MINNEAPOLIS (WCCO) -- A lawsuit seeking more than $2 million in damages by a man publicly named as a person of interest in the Jacob Wetterling case will be filed in federal court Wednesday.

Danny Heinrich confessed in September to Jacob's 1989 abduction, sexual assault and murder ending a 27 year mystery. But in 2010, the Stearns County Sheriff's office publicly named St. Joseph resident Dan Rassier as a person of interest in the case and served a search warrant, digging up Rassier's farm.

Michael Padden the attorney for Rassier, says the suit is seeking damages from current Stearns County Sheriff John Sanner, former Stearns County Sheriff's investigator Pam Jensen, BCA Agent Kenneth McDonald and Stearns County.

The lawsuit is expected to accuse the three law enforcement officers of botching the investigation and ruining an innocent man's reputation.

The infamous abduction of Jacob Wetterling in October 1989 happened on a rural road at the end of a farmhouse driveway. The farmhouse belonged then and still does to the Rassier family. Dan Rassier, then a 33-year-old band teacher, was home alone the night of the abduction. In a May 2013 interview with WCCO-TV Rassier said,

"I want to clear my name," Rassier said in a 2013 interview with WCCO.

As he did in that interview, Rassier has always denied any involvement in the case. In 2009, he even met with Patty Wetterling.

"Her big question to me was, 'Did you do this?'" Rassier said in 2013.

Rassier told WCCO he told Patty Wetterling he had nothing to do with the abduction, but in 2004, 15 years after Jacob's kidnapping, he became the focus of the investigation. That's when investigators, led by Captain Pam Jensen and BCA Agent Kenneth McDonald, changed their theory of the case, deciding that Jacob's abductor had been on foot and not in a car.

The lawsuit is expected to accuse Sheriff John Sanner, Agent McDonald and Captain Jensen of ignoring evidence that investigators knew about back in 1989 -- that shoe prints and tire prints on the driveway were consistent with those of Danny Heinrich. Also expected: A claim that a report of boys being chased in the Wetterling neighborhood weeks before Jacob's abduction were ignored.

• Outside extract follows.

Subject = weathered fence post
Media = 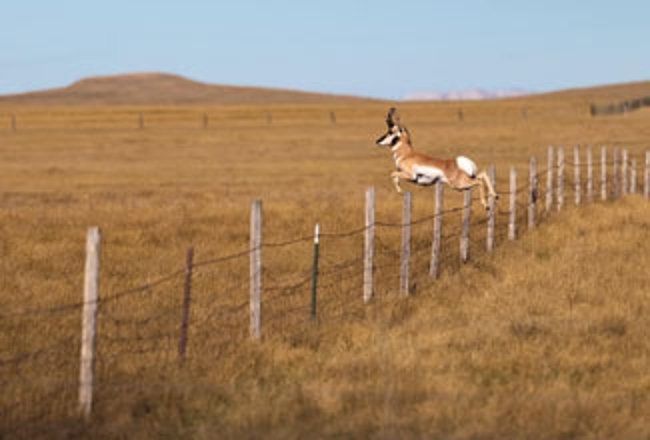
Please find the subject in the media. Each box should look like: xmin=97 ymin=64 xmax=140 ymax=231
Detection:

The suit is expected to claim that in order to get a 2010 search warrant to dig up the Rassier farm, investigators presented misleading information to a judge, and that for a decade investigators publicly and repeatedly dismissed a key theory in the investigation. That theory was that Jacob's case was linked to the January 1989 abduction and assault of Jared Scheierl.

New DNA testing in 2015 showed the cases -- as Scheierel had long argued -- were, in fact, connected. It proved to be the breakthrough in the case.

Last fall, Heinrich confessed in both Scheierl and Jacob's cases, which finally cleared Dan Rassier in the most notorious missing person's case in Minnesota history.

We reached out to the Stearns County sheriff's and attorney's offices. The Stearns County Attorney's office gave us the name of the private Twin Cities attorney who will be representing the County. They sent the following response:

"While we are aware Daniel and Rita Rassier intend to file a lawsuit, we have not been served with a Complaint and therefore do not know what claims they intend to make. As such, we are unable to comment at this time."

A BCA representative said they typically don't respond to pending lawsuits, especially when the case hasn't been filed yet.